Muitas dúvidas também aparecem quando se trata de contratos firmados com cooperativas habitacionais, compras de cotas de multipropriedade ou aquisição de terrenos e lotes em desenvolvimento. Nessas situações, os direitos e limites para restituição, prazos e retenção de valores seguem as mesmas premissas gerais, mas podem ser impactados por regras específicas dos estatutos e contratos dessas modalidades.

Diante de situações menos convencionais, nosso trabalho na Maviene Advogados valoriza a análise de cada contrato, sempre atentos a abusos e oportunidades de proteção dos interesses do consumidor.

Conclusão: transparência, acolhimento e estratégia na busca dos seus direitos

Garantir proteção e tranquilidade para quem enfrenta a desistência de um imóvel na planta requer informação, orientação estratégica e atenção humanizada. Em nossa experiência, percebemos que quando o cliente se sente ouvido e apoiado, o processo se torna mais leve, e as soluções surgem de forma mais eficiente.

Se você deseja conhecer melhor todos os seus direitos, avaliar possibilidades de regularização imobiliária, estruturar sua defesa diante de atrasos de obra ou problemas com construtoras, sugerimos aprofundar também temas como como escolher a parceira ideal para regularização de imóveis e o valor estratégico de empresas especializadas para seu projeto.

Conte com a Maviene Advogados em todas as etapas do seu processo imobiliário.
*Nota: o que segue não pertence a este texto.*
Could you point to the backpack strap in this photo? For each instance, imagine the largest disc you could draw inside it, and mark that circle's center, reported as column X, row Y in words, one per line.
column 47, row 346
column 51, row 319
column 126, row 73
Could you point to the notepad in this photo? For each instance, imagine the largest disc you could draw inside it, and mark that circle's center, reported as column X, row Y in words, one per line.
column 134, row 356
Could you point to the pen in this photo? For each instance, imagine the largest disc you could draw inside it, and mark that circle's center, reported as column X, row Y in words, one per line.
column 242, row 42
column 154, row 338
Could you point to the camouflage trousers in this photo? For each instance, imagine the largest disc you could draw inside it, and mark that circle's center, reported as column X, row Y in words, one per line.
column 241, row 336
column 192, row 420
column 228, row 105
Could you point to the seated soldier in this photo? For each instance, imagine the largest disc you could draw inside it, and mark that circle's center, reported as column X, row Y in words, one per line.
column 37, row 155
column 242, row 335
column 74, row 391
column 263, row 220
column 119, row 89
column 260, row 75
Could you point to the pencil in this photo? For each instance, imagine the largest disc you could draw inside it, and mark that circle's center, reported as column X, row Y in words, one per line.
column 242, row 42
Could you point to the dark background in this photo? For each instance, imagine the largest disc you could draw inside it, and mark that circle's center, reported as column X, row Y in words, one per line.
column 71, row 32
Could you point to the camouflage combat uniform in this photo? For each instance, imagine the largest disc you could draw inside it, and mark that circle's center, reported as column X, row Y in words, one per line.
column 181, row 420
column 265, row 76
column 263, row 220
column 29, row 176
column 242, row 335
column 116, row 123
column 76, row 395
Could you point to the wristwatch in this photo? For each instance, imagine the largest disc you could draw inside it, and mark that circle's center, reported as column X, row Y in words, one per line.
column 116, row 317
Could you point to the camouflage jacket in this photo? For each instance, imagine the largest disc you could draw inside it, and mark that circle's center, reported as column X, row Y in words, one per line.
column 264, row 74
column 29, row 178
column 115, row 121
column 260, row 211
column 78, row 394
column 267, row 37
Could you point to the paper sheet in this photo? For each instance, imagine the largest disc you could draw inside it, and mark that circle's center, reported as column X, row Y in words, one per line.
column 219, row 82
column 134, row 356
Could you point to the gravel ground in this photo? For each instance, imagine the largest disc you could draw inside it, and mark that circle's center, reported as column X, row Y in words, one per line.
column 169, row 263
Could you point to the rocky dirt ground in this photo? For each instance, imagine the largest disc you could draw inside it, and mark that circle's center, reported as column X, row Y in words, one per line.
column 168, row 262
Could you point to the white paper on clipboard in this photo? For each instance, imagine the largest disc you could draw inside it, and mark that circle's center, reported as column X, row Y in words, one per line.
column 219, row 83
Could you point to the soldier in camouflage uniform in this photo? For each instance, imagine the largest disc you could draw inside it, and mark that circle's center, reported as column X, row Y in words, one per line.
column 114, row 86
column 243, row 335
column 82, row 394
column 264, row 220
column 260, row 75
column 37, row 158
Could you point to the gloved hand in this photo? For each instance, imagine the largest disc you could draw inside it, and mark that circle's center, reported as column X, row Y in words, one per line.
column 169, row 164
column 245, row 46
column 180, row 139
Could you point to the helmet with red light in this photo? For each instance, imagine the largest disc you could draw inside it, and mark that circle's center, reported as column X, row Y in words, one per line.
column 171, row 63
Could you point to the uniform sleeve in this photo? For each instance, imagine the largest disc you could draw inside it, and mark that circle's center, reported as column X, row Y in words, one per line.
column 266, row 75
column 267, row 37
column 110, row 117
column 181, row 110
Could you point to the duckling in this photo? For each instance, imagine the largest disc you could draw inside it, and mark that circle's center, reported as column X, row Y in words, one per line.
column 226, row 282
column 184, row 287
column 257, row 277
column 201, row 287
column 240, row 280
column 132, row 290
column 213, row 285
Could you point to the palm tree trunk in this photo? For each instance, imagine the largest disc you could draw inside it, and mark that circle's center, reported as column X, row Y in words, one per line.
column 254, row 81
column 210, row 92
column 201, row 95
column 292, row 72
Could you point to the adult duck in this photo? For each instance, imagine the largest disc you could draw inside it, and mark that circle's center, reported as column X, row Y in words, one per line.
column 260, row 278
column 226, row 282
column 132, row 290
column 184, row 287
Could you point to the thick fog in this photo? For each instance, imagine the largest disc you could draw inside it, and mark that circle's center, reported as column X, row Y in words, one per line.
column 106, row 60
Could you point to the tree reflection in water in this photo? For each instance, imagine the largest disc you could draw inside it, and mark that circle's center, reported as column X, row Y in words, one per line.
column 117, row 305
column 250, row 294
Entre em contato, tire dúvidas sem compromisso e experimente o acolhimento de quem entende que desistências e desafios podem ser superados com informação, estratégia e respeito.

Perguntas frequentes sobre rescisão de apartamento na planta

O que é rescisão de apartamento na planta?

A rescisão de apartamento na planta é o procedimento pelo qual o comprador extingue o contrato de compra e venda firmado com a construtora antes da entrega do imóvel, seja por iniciativa própria, por impossibilidade de cumprir o contrato ou por falhas graves da construtora. O processo respeita limites legais para retenção de valores e prevê devolução ajustada das quantias já pagas.

Como cancelar a compra de imóvel na planta?

O primeiro passo para cancelar a compra de um imóvel na planta é analisar cuidadosamente o contrato e entender os direitos do comprador conforme a Lei nº 13.786/2018. Depois, é preciso formalizar a intenção por escrito, notificar a construtora e negociar valores e prazos de acordo com a legislação vigente. Em situações complexas, recomendamos buscar orientação jurídica especializada.

Quando posso pedir reembolso ao desistir?

O pedido de reembolso pode ser feito sempre que o comprador desistir da aquisição antes da entrega definitiva do imóvel, seja por vontade própria ou por descumprimento da construtora, como atrasos relevantes ou vícios graves na obra. Os prazos e condições para devolução dos valores pagos estão regulamentados por lei e devem constar no contrato.

Quais são os direitos do comprador na rescisão?

O comprador possui direitos importantes na rescisão, dentre eles: devolução dos valores pagos, deduzido o percentual de retenção conforme a lei; o recebimento em prazo determinado, com correções devidas; direito à informação e transparência contratual; e, em casos de inadimplemento da construtora, possibilidade de devolução integral e recebimento de indenizações.

Quanto tempo demora para receber o reembolso?

O prazo máximo para reembolso previsto na Lei do Distrato é de até 180 dias, ou até 30 dias após a revenda do imóvel em alguns casos específicos de patrimônio de afetação. Se o prazo não for cumprido, o consumidor pode exigir atualização monetária e, se necessário, recorrer à Justiça para garantir seus direitos.